AD is a neurodegenerative disorder that is characterized by severe memory impairment due, in part, to synaptic dysfunction. Amyloid plaques are deposited throughout the cortex, but the role of plaques in neurodegeneration and in neural system function is uncertain and has recently been challenged by the idea that soluble forms of Aβ, rather than plaques, are the toxic species since soluble oligomers are sufficient to induce deficits in LTP and behavior in rodent models (Shankar et al., 2008). In contrast, plaques are associated with inflammatory responses, neuronal morphological alterations, and disturbances in local calcium homeostasis (D'Amore et al., 2003; Spires et al., 2005; Busche et al., 2008; Kuchibhotla et al., 2008; Meyer-Luehmann et al., 2008). We used the CAMKIIα UTR Venus AAV to test the hypothesis that plaques would be associated with dysfunction of neural system integration after behaviorally relevant stimuli at the level of the dendritic segment and cell body.
Surprisingly, we found only very limited neuronal Venus expression in plaque-bearing APP/PS1-transgenic mice in contrast to the robust fluorescence in wild-type neurons. Neurons and dendrites distant from a plaque in the APP/PS1 cortex showed higher levels of the Venus reporter, arguing for a plaque-specific effect on the microenvironment near an amyloid deposit. Our data argue that reduced reporter synthesis occurs in transgenic neurons as a result of diminished activation near plaques, rather than as a result of technical issues of reporter expression in transgenic animals, since 1) analysis showed that the least fluorescence intensity in transgenic dendrites occurs in the vicinity of plaques so that the portion of the dendrite closest to the plaque has less Venus than the average of the segments proximal and distal to the plaque of the same dendrite; 2) neurons whose cell bodies are close to plaques have diminished reporter expression compared with neurons in the same mice only a 100 μm away but distant from a plaque; and 3) a differential response to environmental enrichment was observed in neurons close to or far from plaques.

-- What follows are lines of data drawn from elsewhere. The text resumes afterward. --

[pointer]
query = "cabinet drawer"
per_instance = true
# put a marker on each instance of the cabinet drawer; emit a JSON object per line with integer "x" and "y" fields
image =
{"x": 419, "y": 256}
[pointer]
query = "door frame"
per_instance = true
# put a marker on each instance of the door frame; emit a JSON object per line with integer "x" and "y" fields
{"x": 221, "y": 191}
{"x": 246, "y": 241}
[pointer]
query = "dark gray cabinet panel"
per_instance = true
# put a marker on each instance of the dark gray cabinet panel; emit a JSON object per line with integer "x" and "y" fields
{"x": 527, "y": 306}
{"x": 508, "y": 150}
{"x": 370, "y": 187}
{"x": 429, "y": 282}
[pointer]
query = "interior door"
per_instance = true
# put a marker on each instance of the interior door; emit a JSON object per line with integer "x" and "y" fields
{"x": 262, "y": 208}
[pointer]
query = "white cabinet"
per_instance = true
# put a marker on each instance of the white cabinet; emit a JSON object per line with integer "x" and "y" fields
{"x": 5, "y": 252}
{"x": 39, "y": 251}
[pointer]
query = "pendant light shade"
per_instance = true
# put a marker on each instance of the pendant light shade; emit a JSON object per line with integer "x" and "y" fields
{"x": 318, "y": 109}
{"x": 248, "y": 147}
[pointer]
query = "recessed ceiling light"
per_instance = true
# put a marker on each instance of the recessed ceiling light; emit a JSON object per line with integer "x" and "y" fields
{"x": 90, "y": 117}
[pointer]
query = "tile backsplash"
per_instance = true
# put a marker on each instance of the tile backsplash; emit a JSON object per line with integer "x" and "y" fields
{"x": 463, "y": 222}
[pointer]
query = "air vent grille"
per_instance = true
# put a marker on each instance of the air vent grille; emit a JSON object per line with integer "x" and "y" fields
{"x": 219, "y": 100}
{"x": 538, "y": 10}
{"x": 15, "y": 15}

APP-transgenic mice show reduced expression of Arc and other immediate early genes known to be activity dependent (Dickey et al., 2004; Palop et al., 2005). We observed that environmental enrichment induced a stimulation of local dendritic reporter synthesis in the somatosensory cortex in wild-type mice. Although transgenic mice likewise explored the enriched environment, neurons and isolated dendritic segments near plaques failed to respond upon behavioral stimulation. The deficit in activation specifically in dendritic segments likely leads to impaired integration of somatosensory signaling, impaired reporter activity in the cell bodies, and failure of broader neural system function as the impairment in dendritic integration plays out throughout the arborizations associated with these dendritic elements.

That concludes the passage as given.